Hoje faço três meses como mãe, sim pois o tempo da barriga não conta como experiência em maternidade, por mais que eu tivesse lido meia dúzia de livros e mais uma dúzia de blogs sobre o assunto nada me preparou para o pós parto.
É incrível como a gente fica sensível e que por mais bem resolvida que eu fosse ante do bebê nascer todas as opiniões e pitacos de alguma forma me atingiam e muito.
E todo mundo quer se meter né! Todo mundo tem uma super dica para te dar ou uma superstição boba para colocar caraminholas na sua cabeça e parece que o mundo sabe cuidar melhor do seu filho que você!
Todo mundo tem uma verdade absoluta para te contar que segundo eles deve seguida, mas não existem verdades absolutas!!!
No fundo acho que tanta leitura só atrapalhou, pois me fez criar expectativas de como as coisas iriam acontecer, ou de como deveriam ser conduzidas, mas na vida real tudo é imprevisível e nada acontece como nos livros.
Cada bebê e cada mãe são únicos e cada família sabe das suas necessidades.
Eu tenho a sorte de ter um marido que me apoiou o tempo todo, que me colocava pra cima toda vez que eu desabava, que me lembrava que nós éramos o melhores pais que o Samuel poderia ter e que estávamos no caminho certo! Além disso tenho minhas melhores amigas da vida que sempre me apoiavam, me falando o quanto eu estava me saindo bem e como não deveria dar ouvidos para todo resto, uma simples conversa com elas já melhorava meu dia.
Ah meus dias, eram um misto de um louco amor e desespero em saber que aquele pacotinho dependia somente de mim.
É normal ficar triste nos primeiros dias, é normal querer sumir e voltar a sua vida de antes, é normal achar que está fazendo tudo errado, e é normal se sentir culpada por sentir isso tudo, mas passa, eu juro que passa!

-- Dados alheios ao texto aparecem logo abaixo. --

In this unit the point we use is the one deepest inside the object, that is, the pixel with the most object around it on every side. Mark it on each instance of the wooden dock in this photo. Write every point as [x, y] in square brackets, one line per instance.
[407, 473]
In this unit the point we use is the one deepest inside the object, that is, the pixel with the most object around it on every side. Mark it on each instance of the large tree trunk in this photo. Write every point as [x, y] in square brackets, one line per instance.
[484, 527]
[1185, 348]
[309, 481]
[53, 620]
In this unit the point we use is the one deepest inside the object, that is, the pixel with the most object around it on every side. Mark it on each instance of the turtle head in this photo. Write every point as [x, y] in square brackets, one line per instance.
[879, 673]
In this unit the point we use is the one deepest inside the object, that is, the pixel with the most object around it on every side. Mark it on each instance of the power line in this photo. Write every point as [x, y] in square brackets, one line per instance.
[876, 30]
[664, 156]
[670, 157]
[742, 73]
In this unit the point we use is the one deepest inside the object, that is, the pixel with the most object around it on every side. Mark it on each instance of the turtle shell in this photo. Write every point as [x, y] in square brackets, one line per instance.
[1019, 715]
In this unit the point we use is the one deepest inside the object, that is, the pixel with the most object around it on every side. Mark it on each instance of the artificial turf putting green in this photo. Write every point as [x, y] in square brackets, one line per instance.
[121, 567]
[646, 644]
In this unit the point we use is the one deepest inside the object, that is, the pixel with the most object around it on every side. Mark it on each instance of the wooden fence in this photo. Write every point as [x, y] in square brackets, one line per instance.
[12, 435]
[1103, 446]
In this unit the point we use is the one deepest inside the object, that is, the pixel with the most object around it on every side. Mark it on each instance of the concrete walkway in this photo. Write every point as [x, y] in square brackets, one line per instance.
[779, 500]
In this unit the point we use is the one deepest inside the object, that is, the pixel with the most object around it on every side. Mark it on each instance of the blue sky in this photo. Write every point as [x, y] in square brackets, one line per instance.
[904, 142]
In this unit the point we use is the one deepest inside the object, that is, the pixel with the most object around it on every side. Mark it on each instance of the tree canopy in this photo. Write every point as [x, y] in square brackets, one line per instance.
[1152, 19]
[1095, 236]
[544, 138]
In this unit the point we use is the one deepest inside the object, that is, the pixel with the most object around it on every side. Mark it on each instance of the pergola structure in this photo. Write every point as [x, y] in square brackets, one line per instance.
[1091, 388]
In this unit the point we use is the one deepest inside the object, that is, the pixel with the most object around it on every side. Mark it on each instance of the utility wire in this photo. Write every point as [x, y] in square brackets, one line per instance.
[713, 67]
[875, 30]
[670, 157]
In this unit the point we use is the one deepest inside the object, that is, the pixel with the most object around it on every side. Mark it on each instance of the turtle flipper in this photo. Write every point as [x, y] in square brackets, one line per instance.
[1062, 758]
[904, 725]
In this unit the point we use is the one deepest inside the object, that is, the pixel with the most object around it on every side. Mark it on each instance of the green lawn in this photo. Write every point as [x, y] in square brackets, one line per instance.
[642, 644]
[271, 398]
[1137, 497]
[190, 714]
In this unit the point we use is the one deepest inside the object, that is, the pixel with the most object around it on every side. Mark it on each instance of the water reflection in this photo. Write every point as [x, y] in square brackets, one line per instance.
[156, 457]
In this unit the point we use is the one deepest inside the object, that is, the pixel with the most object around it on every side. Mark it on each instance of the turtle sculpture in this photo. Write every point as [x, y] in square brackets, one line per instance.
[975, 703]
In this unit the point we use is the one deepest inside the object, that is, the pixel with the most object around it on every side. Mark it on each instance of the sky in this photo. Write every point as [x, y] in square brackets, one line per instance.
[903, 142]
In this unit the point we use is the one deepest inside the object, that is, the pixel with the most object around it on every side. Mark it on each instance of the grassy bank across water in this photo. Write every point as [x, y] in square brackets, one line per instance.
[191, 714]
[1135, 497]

Na última consulta à pediatra tinha uma mãe de recém nascido aguardando ser atendida, ela olhou o Samuel e perguntou quanto tempo ele tinha e disse que não via a hora da bebê dela ficar do mesmo tamanho, e eu me vi dando conselhos para ela como se meu filho já tivesse anos de vida, e percebi como todo aquele desespero do puerpério tinha ficado para trás, que só ficaram as boas lembranças de como meu pacotinho me fazia feliz desde o primeiro momento que segurei ele nos meus braços , e como minha vida aos poucos já estava voltando ao normal e como em tão pouco tempo eu e meu bebê já tínhamos aprendido tanto um com o outro.